The Australian Signals Directorate (ASD) has expanded its Top 4 cyberthreat mitigation measures to ‘Essential eight’. ASD is responsible for providing cybersecurity guidance and setting policies for all Australian government departments and agencies. ASD's Australian Government Information Security Manual (ISM) provides supporting guidance. , while there is specific guidance for mitigating denial of service, securely using cloud computing and enterprise mobility, including personally-owned computing devices.
The ASD guidance has expanded its scope from targeted cyber intrusions (e.g. those executed by advanced persistent threats) to ransomware, external adversaries with destructive intent, malicious insiders, 'business email compromise' and industrial control systems. Insider threats, whether malicious or inadvertent and risks arising from increasingly networked and automated industrial control systems represent two of the biggest concerns in cybersecurity today.
‘Strategies to Mitigate Cyber Security Incidents’ replaces the ‘Strategies to Mitigate Targeted Cyber Intrusions’. The latter consisted of 35 strategies, of which the ‘Top 4’ mitigation strategies, have been mandatory for Australian government agencies, since April 2013.
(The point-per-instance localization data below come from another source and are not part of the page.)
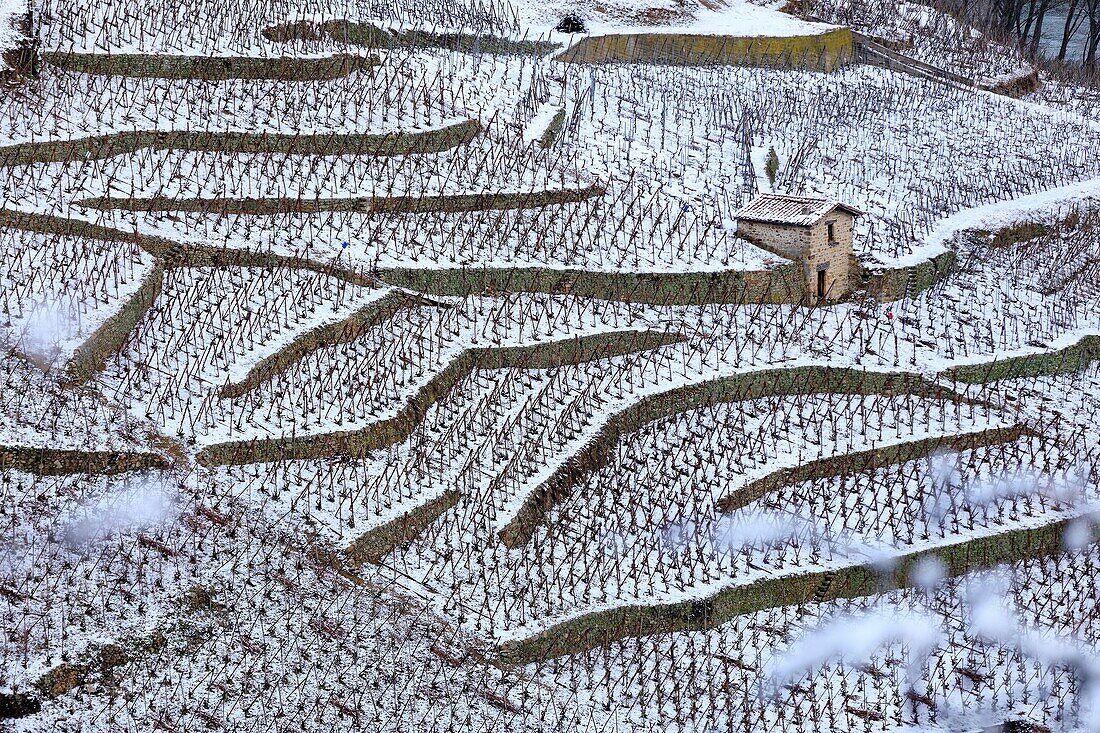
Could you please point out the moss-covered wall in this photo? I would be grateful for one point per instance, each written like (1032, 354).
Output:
(897, 283)
(751, 385)
(397, 428)
(59, 461)
(167, 66)
(602, 627)
(100, 146)
(779, 285)
(447, 204)
(1064, 361)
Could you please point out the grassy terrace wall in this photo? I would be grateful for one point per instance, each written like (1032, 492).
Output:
(780, 285)
(602, 627)
(487, 201)
(344, 331)
(378, 543)
(372, 36)
(897, 283)
(869, 460)
(90, 357)
(752, 385)
(167, 66)
(58, 461)
(174, 254)
(120, 143)
(1064, 361)
(824, 51)
(397, 428)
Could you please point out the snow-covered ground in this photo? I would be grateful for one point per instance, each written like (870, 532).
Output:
(211, 595)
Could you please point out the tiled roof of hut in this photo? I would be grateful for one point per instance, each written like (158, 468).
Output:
(799, 210)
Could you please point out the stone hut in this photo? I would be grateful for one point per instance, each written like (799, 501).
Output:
(813, 231)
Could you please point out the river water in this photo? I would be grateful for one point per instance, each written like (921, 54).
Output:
(1052, 36)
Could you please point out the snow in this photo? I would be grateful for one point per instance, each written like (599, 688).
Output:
(240, 569)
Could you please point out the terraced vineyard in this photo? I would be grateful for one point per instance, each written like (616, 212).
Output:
(399, 367)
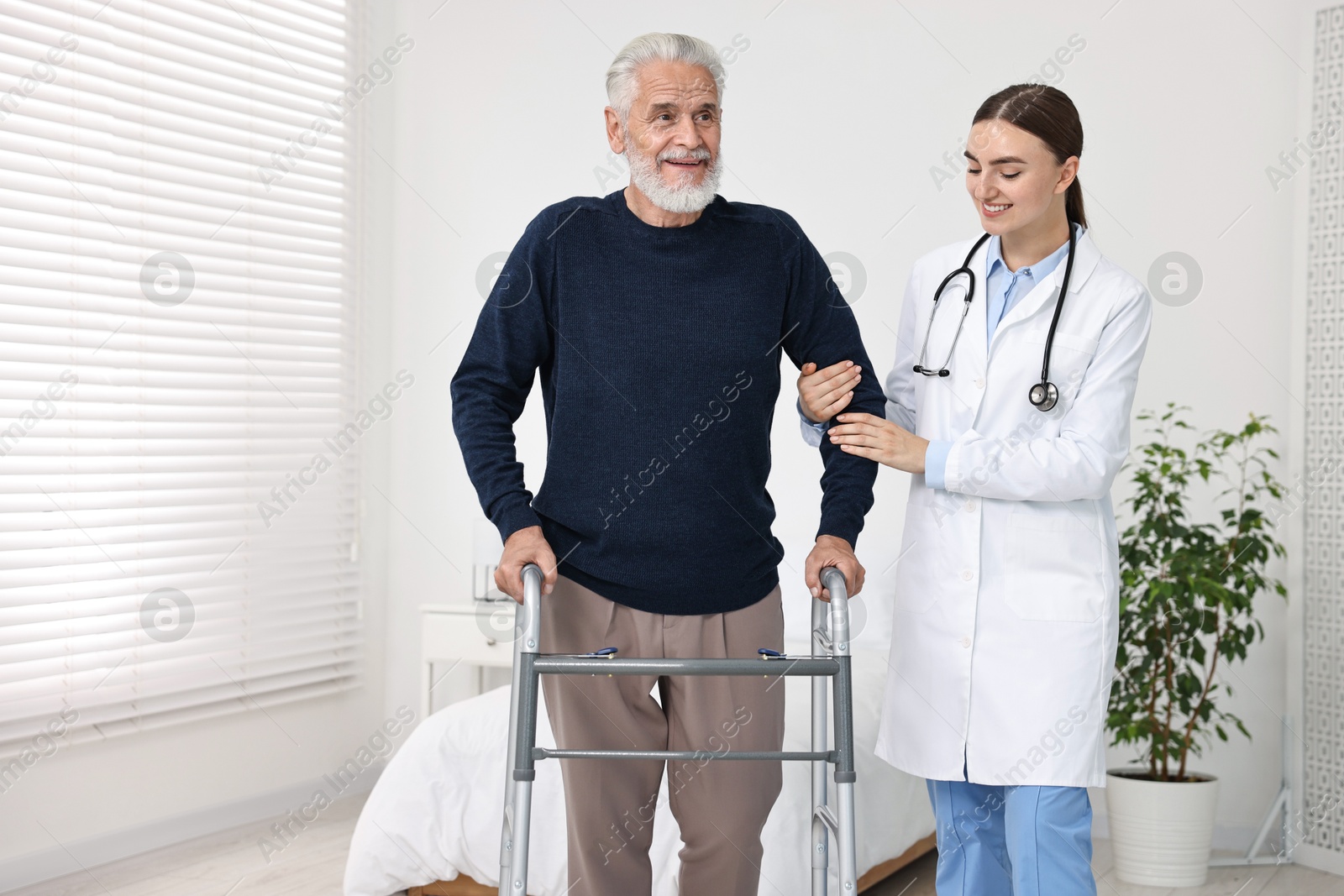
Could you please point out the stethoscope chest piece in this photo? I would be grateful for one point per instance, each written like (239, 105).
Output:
(1043, 396)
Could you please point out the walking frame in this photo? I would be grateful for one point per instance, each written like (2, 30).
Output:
(830, 660)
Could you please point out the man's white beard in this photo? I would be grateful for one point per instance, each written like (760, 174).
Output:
(685, 196)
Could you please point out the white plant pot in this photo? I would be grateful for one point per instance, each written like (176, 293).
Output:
(1160, 831)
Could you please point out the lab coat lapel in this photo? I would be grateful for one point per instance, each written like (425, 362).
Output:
(1085, 261)
(972, 355)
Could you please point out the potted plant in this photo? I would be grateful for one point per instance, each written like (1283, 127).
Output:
(1186, 613)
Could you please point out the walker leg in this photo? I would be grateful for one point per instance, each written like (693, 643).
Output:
(835, 584)
(522, 736)
(819, 768)
(523, 774)
(844, 781)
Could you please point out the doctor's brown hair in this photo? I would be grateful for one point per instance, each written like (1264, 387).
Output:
(1047, 113)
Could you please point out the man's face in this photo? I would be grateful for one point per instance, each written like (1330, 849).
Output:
(671, 137)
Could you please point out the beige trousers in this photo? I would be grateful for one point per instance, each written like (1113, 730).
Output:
(719, 805)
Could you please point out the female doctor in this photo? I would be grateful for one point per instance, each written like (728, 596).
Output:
(1010, 401)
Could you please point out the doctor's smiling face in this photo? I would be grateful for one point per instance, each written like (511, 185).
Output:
(1016, 181)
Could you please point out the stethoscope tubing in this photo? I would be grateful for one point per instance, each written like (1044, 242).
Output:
(1042, 396)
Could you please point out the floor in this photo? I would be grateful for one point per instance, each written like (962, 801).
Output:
(232, 864)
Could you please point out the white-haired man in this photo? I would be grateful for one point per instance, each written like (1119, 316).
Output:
(655, 316)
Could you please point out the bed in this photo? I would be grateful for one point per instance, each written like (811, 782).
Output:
(432, 824)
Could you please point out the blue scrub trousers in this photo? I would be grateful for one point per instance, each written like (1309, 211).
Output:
(1012, 840)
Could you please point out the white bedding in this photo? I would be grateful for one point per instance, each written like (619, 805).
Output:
(437, 808)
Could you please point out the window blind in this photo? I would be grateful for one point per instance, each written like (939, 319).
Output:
(178, 347)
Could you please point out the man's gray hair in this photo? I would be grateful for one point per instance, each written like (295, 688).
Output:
(622, 76)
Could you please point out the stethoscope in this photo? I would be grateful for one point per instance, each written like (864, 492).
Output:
(1043, 396)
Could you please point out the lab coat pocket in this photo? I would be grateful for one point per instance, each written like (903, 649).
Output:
(1068, 359)
(1054, 567)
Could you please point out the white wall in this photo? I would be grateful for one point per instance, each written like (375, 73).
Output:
(837, 113)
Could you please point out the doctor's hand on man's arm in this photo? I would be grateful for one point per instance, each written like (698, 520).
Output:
(826, 392)
(523, 547)
(879, 439)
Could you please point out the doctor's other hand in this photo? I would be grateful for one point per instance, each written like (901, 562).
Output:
(523, 547)
(826, 392)
(832, 551)
(879, 439)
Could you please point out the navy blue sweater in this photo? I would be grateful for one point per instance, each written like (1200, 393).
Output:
(659, 352)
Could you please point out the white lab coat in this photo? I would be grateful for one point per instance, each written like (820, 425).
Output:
(1007, 584)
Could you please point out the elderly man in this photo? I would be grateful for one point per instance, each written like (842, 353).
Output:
(656, 316)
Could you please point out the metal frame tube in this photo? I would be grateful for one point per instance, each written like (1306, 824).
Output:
(820, 842)
(522, 738)
(844, 774)
(830, 660)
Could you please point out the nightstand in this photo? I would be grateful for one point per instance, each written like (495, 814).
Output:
(475, 634)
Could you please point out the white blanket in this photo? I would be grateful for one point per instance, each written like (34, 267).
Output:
(437, 808)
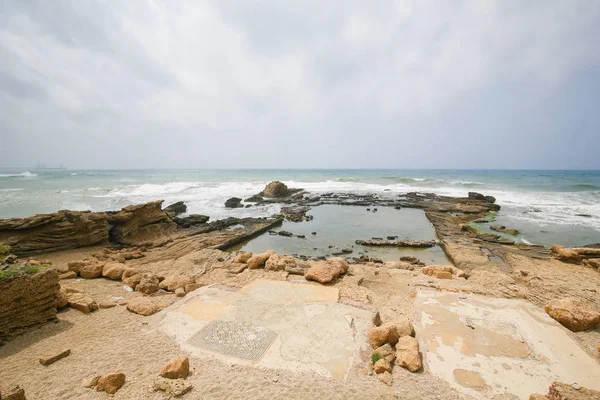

According to ASD, at least 85% of the techniques used in cyber intrusions could be mitigated by implementing the ‘Top 4’. These were considered to form the cybersecurity baseline for all organisations. The new ‘Essential eight’ mitigation strategies, which include the previous Top 4 will form the new baseline.Any organisation that has been compromised, despite properly implementing these mitigation strategies is encouraged to notify ASD. These are customisable to each organisation based on their risk profile and the threats they are most concerned about.
The companion Strategies to Mitigate Cyber Security Incidents – Mitigation Details document provides updated implementation guidance for the mitigation strategies.
The complete list consists of 37 mitigation strategies. Three new ones have been introduced to recover data and system availability, while two logging mitigation strategies have been combined into one. Each one is rated on relative security effectiveness rating as Essential, Excellent, Very good, Good or limited. They are also rated as high, medium or low on potential user resistance, upfront cost (staff, equipment, technical complexity and ongoing maintenance cost (mainly staff), to give an idea of possible implementation challenges.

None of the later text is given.